Wiktionary
n. (context mathematics English) A generalization of a graph, in which edges can connect any number of vertex.
Wikipedia
In mathematics, a hypergraph is a generalization of a graph in which an edge can join any number of vertices. Formally, a hypergraph H is a pair H = (X, E) where X is a set of elements called nodes or vertices, and E is a set of non-empty subsets of X called hyperedges or edges. Therefore, E is a subset of P(X) \ {∅}, where P(X) is the power set of X.
While graph edges are pairs of nodes, hyperedges are arbitrary sets of nodes, and can therefore contain an arbitrary number of nodes. However, it is often desirable to study hypergraphs where all hyperedges have the same cardinality; a k-uniform hypergraph is a hypergraph such that all its hyperedges have size k. (In other words, one such hypergraph is a collection of sets, each such set a hyperedge connecting k nodes.) So a 2-uniform hypergraph is a graph, a 3-uniform hypergraph is a collection of unordered triples, and so on.

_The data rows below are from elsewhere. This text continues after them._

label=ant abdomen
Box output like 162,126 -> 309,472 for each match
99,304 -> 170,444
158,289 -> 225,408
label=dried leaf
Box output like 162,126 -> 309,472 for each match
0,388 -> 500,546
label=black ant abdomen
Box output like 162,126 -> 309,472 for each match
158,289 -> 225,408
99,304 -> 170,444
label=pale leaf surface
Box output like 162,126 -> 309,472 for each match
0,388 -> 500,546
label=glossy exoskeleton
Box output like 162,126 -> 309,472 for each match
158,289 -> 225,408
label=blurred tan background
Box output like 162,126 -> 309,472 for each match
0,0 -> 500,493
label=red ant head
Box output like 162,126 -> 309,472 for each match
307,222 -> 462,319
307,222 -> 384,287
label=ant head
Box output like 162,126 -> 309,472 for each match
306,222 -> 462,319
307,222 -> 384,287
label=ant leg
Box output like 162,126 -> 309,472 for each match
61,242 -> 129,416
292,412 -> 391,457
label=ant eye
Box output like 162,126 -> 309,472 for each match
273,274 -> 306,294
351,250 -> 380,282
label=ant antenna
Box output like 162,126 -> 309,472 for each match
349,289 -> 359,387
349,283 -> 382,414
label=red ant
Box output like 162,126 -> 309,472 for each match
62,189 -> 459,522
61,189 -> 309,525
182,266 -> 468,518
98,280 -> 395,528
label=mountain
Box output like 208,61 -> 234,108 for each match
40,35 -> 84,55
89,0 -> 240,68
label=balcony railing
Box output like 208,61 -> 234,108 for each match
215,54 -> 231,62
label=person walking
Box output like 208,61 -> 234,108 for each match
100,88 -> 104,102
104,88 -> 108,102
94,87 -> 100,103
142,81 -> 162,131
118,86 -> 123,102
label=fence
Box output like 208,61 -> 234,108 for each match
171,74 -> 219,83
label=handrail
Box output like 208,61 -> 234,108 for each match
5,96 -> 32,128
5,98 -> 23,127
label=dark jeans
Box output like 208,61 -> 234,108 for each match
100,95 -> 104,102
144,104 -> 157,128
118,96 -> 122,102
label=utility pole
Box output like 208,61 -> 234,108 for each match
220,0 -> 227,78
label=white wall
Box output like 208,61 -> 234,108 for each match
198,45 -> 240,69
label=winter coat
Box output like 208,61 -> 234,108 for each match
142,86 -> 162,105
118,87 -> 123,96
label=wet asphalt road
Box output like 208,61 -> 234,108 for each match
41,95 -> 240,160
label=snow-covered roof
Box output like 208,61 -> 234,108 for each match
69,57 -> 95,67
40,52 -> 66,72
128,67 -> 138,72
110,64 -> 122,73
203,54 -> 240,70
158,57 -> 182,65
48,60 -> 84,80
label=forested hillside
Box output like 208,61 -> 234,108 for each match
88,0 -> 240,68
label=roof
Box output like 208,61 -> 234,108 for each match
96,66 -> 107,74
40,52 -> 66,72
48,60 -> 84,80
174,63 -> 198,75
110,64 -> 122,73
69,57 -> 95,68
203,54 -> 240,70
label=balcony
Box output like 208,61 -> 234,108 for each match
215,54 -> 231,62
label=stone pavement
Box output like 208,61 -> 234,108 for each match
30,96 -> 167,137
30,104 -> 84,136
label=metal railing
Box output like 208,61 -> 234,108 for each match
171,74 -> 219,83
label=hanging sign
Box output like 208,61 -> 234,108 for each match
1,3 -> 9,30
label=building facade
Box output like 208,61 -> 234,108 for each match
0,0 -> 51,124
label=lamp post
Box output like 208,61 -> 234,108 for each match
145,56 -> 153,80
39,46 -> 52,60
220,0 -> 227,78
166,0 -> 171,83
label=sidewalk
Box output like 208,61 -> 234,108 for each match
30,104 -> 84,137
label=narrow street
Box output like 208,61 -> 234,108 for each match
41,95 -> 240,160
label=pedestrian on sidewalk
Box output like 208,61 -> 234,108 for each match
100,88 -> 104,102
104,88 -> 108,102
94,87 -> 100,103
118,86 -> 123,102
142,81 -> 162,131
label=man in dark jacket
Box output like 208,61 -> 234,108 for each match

A hypergraph is also called a set system or a family of sets drawn from the universal set X. The difference between a set system and a hypergraph is in the questions being asked. Hypergraph theory tends to concern questions similar to those of graph theory, such as connectivity and colorability, while the theory of set systems tends to ask non-graph-theoretical questions, such as those of Sperner theory.
There are variant definitions; sometimes edges must not be empty, and sometimes multiple edges, with the same set of nodes, are allowed.
Hypergraphs can be viewed as incidence structures. In particular, there is a bipartite "incidence graph" or " Levi graph" corresponding to every hypergraph, and conversely, most, but not all, bipartite graphs can be regarded as incidence graphs of hypergraphs.
Hypergraphs have many other names. In computational geometry, a hypergraph may sometimes be called a range space and then the hyperedges are called ranges. In cooperative game theory, hypergraphs are called simple games (voting games); this notion is applied to solve problems in social choice theory. In some literature edges are referred to as hyperlinks or connectors.
Special kinds of hypergraphs include: k-uniform ones, as discussed briefly above; clutters, where no edge appears as a subset of another edge; and abstract simplicial complexes, which contain all subsets of every edge.
The collection of hypergraphs is a category with hypergraph homomorphisms as morphisms.